I watched more C-SPAN into the wee hours Thursday than I’d watched ever before. My main purpose was to be “there” when Congress certified the election of Joe Biden, but along the way I was fascinated by the rhetoric.
The senators and representatives often quoted from Abraham Lincoln. I, for one, can never get enough Lincoln, but I was infuriated when Republicans trying to subvert the election twisted sacred words for their dark purposes. I didn’t hear anyone repeat, however, the words of Lincoln that came to my mind when watching the vandalism of the Capitol. Those words are these, from the Second Inaugural Address:
“Yet, if God wills that it continue until all the wealth piled by the bondsman’s two hundred and fifty years of unrequited toil shall be sunk and until every drop of blood drawn with the lash shall be paid by another drawn with the sword as was said three thousand years ago so still it must be said ‘the judgments of the Lord are true and righteous altogether.’”
Lincoln was reminding the nation that the Civil War was the price they, both North and South, were paying for centuries of slavery.
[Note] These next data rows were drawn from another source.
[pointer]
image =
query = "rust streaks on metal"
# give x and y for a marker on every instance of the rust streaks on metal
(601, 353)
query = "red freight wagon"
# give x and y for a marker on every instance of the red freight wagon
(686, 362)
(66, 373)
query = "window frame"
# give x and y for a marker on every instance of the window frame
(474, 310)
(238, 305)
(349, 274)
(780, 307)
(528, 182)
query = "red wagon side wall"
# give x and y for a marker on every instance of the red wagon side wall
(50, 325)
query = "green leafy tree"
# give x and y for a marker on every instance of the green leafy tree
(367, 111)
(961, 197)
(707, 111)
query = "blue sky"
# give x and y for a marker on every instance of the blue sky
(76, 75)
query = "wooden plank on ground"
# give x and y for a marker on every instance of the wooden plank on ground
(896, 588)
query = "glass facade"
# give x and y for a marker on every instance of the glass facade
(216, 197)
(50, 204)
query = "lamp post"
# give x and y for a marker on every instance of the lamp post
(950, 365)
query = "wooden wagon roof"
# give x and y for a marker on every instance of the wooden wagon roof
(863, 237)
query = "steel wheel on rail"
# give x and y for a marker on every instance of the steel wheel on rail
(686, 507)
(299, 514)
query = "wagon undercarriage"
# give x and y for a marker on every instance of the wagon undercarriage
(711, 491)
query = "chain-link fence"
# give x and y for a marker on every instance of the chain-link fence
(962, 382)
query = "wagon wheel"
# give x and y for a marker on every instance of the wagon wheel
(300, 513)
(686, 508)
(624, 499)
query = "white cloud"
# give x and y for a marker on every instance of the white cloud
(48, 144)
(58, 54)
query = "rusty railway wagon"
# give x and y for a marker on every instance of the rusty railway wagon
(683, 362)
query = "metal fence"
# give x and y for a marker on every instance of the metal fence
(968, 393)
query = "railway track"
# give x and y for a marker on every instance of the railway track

The storming of the Capitol, the breaching of the portals of liberty, democracy, and law, was the price we all paid for a society and a culture and a politics that allowed, and that perhaps made inevitable, a criminal charlatan, a wannabe dictator, to become president. I have my views as to how our society, culture and politics became what they are, and who is to blame and in what degree, but that’s beside the point. As Lincoln also said in the Second Inaugural, “let us judge not that we be not judged.”
The issue is what to do. I see two necessary courses of action, one of which I’ll write about now, one I’ll write about in my next blog in a day or two.
The first necessary step is prosecuting the perpe-traitors, all of them who can be identified, to, and let’s mean it for once, the full extent of the law. That won’t be enough, however. We must continue to use the law to suppress political violence, which in this country has nearly always come from the Right. I am hopeful this will happen.
On Thursday, the day after the attack on our government, President-Elect Biden introduced Merrick Garland to be the next Attorney General. In his remarks, Biden reminded us of a historical fact that he and Garland had just been discussing, namely that the Department of Justice (DOJ) was only established in 1870, specifically because the federal government now needed prosecutors to protect the federal rights enshrined in the three post-Civil War constitutional amendments. This effort tragically ceased with the Compromise of 1877 and Supreme Court decisions that handed the fruits of the North’s victory in the war over to the South.
The Civil Rights Act of 1957 is not as well remembered as the stronger legislation of the ’60s, but it did create the Civil Rights Division in the DOJ. This was a return to the DOJ’s original purpose, and federal prosecutions were crucial in marginalizing and to great extent crushing the KKK and similar white terror groups, as well as protecting voting and civil rights. This effort faltered in recent years with more conservative Republican administrations and with their Federalist Society judges coming to dominate the courts. (The Supreme Court’s decision to eviscerate the Voting Rights Act was particularly damaging.) This path, of course, reached the nadir with Trump, who has positively encouraged right-wing vigilantes and militias.
While he is best known for his doomed nomination to the Supreme Court, as a federal prosecutor Merrick Garland supervised the prosecution of the Oklahoma City bombers (remember, another attack on a federal building). We can be hopeful that he understands the crucial role the DOJ will play. As is often said these days, “elections have consequences.” Attacking elections must have consequences as well.
In the meantime, until Jan. 20, the FBI has vowed to track down and prosecute every criminal who invaded the Capitol on Wednesday. They need to do so, and to start at the top.
I hated the Trumpian cheer “lock her up,” and so I never liked the idea of prosecuting Trump once he was out of office. That was then, this is now. With this attack on democracy, I’ve changed my mind. When you look not only at Trump’s speech on Wednesday to the mob, but also at all the tweets he sent in December telling his followers to come to Washington on the very day that Congress would be certifying the election, the evidence indicates that he intended to incite the riot that took place for the purpose of disrupting the transfer of power.
A riot that resulted in the death of a police officer. Accessory to murder?
Prosecute the perpe-traitors.
Thanks for reading. Stay safe, and take care.